1983 United States gubernatorial elections

3 governorships
|  | Majority party | Minority party |
| Party | Democratic | Republican |
| Seats before | 34 | 16 |
| Seats after | 35 | 15 |
| Seat change | +1 | −1 |
| Seats up | 2 | 1 |
| Seats won | 3 | 0 |
- Democratic hold Democratic gain

= 1983 United States gubernatorial elections =

United States gubernatorial elections were held on October 22 and November 8, 1983, in three states. Following the elections, the Democratic Party won all three seats.

==Election results==

| State | Incumbent | Party | First elected | Result | Candidates |
|---|---|---|---|---|---|
| Kentucky | John Y. Brown Jr. | Democratic | 1979 | Incumbent term-limited. New governor elected. Democratic hold. | Martha Layne Collins (Democratic) 54.5%; Jim Bunning (Republican) 44.1%; Nicholas McCubbin (Independent) 1.4%; |
| Louisiana | Dave Treen | Republican | 1979 | Incumbent lost re-election. New governor elected. Democratic gain. | Edwin Edwards (Democratic) 62.3%; Dave Treen (Republican) 36.4%; Robert M. Ross (Republican) 0.5%; Ken "Cousin Ken" Lewis (Democratic) 0.3%; Charlie Moore (Independent) 0.1%; Floyd W. Smith, Jr. (Democratic) 0.1%; Midiele Smith (Independent) 0.1%; Joseph T. Robino (Independent) 0.1%; Michael Musmeci (Democratic) 0.1%; |
| Mississippi | William Winter | Democratic | 1979 | Incumbent term-limited. New governor elected. Democratic hold. | William Allain (Democratic) 55.1%; Leon Bramlett (Republican) 38.9%; Charles Evers (Independent) 4.1%; Billie H. Taylor (Independent) 1.1%; Henry McMullen Williams (Independent) 0.8%; |

==Kentucky==

The 1983 Kentucky gubernatorial election was held on November 8, 1983. Democratic nominee Martha Layne Collins defeated Republican nominee Jim Bunning with 54.5% of the vote, replacing outgoing governor John Y. Brown Jr., and becoming the first female governor of Kentucky.

==Louisiana==

The 1983 Louisiana gubernatorial election was held to elect the governor of Louisiana. Incumbent Republican governor Dave Treen lost re-election to a second term, defeated by former Democratic governor Edwin Edwards. Edwards, who had previously served two consecutive terms from 1972 to 1980, became the first Louisiana governor since Earl Long to win non-consecutive terms. He went on to win a fourth term in 1991, becoming the first Louisiana governor elected to four terms.
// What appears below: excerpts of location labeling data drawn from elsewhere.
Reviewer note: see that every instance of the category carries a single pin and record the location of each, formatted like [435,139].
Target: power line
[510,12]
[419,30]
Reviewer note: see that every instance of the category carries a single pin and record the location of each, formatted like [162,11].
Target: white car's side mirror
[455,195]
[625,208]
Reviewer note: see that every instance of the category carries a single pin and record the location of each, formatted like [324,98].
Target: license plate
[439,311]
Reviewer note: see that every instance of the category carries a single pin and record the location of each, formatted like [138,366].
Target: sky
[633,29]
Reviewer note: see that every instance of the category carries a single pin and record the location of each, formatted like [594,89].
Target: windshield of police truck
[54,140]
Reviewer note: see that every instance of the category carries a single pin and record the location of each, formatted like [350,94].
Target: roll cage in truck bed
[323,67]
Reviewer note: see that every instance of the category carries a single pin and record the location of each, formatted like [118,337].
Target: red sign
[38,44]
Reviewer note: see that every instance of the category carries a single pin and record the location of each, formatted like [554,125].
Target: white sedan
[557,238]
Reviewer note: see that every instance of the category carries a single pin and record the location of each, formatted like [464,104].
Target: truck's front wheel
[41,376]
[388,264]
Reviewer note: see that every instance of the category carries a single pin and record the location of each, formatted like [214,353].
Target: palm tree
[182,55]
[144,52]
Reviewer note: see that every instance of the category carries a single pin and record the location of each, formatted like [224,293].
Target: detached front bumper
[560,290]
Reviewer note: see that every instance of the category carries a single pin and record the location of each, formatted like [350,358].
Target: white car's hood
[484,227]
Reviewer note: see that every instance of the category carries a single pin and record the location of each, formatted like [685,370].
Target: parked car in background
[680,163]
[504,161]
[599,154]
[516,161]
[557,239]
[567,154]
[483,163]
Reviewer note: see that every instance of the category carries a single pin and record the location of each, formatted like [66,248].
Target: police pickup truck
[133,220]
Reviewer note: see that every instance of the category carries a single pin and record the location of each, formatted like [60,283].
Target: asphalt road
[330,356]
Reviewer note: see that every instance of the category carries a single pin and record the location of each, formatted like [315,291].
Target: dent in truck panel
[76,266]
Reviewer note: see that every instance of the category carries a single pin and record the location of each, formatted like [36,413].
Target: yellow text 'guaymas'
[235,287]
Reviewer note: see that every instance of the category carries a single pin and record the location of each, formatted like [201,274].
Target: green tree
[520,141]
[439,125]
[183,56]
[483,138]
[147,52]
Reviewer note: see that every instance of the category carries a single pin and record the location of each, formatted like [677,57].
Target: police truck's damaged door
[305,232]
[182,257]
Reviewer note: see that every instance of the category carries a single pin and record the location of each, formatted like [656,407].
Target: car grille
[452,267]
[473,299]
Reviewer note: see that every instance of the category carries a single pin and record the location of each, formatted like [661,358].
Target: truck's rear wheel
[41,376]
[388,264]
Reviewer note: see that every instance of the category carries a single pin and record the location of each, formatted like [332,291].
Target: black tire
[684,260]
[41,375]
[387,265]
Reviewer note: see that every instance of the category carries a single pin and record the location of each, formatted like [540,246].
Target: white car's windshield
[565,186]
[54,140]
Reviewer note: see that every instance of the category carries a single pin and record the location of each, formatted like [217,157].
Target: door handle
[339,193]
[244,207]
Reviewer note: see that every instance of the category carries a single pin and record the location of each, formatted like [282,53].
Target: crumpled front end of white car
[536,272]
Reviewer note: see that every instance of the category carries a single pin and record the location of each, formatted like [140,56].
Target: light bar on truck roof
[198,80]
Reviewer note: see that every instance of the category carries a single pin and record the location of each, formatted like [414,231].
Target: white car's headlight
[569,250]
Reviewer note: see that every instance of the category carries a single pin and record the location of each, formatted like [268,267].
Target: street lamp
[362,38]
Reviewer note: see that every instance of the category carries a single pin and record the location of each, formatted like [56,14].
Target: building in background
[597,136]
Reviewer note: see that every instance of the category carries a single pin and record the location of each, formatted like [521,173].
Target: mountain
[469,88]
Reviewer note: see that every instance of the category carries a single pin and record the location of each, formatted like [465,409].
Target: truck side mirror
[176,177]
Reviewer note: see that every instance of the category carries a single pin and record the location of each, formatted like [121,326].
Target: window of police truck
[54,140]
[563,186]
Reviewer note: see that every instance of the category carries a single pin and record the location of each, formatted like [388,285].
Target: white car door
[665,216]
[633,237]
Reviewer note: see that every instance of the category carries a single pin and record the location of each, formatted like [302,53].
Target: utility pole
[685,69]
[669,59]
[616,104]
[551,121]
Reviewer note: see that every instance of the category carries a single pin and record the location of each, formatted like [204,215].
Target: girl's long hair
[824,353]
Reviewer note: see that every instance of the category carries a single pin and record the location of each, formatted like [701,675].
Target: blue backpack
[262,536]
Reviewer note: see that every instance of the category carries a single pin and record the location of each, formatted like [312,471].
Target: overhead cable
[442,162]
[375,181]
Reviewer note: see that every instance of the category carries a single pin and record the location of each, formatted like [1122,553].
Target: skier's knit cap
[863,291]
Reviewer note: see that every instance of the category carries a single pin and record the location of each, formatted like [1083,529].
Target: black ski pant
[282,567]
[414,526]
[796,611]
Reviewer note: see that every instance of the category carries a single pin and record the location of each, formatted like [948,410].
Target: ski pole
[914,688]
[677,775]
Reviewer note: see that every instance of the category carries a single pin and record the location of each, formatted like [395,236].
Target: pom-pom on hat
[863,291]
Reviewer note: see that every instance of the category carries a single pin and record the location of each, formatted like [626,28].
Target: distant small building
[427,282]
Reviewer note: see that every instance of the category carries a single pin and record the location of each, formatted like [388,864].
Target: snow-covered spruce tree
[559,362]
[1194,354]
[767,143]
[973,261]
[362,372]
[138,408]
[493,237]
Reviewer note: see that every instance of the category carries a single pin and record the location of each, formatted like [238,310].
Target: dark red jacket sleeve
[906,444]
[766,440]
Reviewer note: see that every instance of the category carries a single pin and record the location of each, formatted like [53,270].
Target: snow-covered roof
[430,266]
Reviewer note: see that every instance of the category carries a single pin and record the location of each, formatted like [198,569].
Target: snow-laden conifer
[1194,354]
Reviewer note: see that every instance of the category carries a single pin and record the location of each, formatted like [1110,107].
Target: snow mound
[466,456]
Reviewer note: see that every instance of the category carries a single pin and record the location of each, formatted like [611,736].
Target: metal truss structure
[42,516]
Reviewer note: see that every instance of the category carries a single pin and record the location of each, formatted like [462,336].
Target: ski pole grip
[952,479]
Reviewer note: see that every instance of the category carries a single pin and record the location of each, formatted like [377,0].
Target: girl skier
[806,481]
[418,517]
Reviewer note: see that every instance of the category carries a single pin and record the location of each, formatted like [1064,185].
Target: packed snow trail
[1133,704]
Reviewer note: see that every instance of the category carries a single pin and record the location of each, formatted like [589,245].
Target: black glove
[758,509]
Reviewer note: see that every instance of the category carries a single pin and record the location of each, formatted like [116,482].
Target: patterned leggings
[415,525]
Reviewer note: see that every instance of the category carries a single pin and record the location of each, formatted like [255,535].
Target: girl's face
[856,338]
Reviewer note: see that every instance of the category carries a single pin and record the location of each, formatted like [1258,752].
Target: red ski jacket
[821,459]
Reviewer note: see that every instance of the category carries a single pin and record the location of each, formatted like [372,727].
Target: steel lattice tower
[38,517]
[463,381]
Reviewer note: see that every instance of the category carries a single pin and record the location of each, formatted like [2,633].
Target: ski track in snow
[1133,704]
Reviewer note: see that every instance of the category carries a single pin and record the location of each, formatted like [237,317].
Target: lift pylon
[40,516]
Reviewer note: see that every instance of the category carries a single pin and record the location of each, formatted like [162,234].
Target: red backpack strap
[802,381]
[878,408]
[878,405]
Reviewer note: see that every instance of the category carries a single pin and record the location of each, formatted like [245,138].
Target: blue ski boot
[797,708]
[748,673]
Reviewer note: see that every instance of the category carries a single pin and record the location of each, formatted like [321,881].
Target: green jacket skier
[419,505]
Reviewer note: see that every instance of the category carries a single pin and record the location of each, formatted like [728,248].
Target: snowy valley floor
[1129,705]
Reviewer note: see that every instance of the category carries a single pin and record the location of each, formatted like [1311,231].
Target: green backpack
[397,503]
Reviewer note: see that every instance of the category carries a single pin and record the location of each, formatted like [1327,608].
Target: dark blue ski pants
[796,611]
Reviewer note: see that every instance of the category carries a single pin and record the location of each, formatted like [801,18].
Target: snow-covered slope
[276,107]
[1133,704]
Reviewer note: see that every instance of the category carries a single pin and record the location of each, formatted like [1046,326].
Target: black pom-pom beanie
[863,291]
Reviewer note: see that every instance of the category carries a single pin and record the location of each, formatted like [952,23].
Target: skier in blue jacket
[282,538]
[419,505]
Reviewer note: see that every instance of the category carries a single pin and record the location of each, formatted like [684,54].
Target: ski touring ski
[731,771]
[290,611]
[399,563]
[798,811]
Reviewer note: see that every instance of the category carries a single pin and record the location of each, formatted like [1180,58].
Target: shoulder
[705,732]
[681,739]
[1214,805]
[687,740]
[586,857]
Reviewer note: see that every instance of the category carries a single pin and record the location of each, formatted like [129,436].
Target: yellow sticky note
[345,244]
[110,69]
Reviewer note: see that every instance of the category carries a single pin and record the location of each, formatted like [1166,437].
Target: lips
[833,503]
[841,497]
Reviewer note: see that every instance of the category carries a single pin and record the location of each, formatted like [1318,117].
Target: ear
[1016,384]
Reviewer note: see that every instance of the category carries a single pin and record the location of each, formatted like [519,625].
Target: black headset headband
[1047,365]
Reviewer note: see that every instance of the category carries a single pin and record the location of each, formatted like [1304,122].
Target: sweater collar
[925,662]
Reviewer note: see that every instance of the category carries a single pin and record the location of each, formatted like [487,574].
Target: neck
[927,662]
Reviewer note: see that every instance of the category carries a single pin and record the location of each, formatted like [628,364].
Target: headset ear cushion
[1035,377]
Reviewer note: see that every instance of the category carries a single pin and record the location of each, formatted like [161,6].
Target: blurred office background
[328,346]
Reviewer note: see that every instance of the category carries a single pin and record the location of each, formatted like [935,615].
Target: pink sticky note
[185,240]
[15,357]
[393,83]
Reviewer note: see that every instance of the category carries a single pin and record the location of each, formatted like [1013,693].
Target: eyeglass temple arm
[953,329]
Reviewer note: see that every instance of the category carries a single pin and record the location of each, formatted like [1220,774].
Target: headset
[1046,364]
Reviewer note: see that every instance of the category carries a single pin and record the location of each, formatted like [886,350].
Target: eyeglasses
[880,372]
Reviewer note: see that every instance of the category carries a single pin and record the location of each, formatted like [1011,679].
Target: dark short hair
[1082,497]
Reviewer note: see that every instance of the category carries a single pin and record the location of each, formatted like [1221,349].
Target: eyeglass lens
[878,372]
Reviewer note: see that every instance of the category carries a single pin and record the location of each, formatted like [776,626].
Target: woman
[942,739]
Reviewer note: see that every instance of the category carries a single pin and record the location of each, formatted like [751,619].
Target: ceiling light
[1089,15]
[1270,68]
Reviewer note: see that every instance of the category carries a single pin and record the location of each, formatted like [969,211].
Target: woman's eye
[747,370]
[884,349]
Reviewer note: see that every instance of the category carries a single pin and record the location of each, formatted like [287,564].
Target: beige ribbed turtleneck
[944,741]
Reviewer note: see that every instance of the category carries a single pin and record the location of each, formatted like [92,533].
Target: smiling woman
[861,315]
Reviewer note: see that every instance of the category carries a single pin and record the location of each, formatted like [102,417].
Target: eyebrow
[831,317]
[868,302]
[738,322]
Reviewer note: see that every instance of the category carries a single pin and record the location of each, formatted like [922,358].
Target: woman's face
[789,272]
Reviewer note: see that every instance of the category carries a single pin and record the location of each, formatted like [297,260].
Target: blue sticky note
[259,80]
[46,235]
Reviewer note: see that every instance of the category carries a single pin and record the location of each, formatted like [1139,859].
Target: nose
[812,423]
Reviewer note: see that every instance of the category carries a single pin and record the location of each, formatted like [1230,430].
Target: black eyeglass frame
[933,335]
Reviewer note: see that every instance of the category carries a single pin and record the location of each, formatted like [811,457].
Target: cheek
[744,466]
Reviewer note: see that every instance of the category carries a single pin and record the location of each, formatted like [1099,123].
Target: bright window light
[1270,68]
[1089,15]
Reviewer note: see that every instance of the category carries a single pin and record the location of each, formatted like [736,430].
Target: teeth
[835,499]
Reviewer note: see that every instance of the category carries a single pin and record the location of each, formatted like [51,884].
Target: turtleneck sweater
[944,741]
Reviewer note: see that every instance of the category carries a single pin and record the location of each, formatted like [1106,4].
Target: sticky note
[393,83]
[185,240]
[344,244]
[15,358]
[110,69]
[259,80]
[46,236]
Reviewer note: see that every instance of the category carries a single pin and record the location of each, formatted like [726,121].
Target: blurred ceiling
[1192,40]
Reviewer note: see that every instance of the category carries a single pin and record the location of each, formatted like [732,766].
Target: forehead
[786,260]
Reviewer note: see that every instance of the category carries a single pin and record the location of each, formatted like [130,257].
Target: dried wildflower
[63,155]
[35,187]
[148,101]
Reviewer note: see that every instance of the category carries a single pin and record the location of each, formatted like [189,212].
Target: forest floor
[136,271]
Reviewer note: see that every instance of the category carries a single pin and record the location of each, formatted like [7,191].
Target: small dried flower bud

Under Louisiana's jungle primary system, all candidates appear on the same ballot regardless of party, and voters may choose any candidate. A runoff is held if no candidate receives an absolute majority of the vote during the primary election. On October 22, 1983, Edwards and Treen took the two highest popular vote counts, but a runoff election was not held as Edwards won over 50% of the vote in the primary.

==Mississippi==

The 1983 Mississippi gubernatorial election took place on November 8, 1983, to elect the Governor of Mississippi. Incumbent Democrat William Winter was term-limited, and could not run for re-election to a second term. Democratic nominee William Allain defeated Republican Leon Bramlett.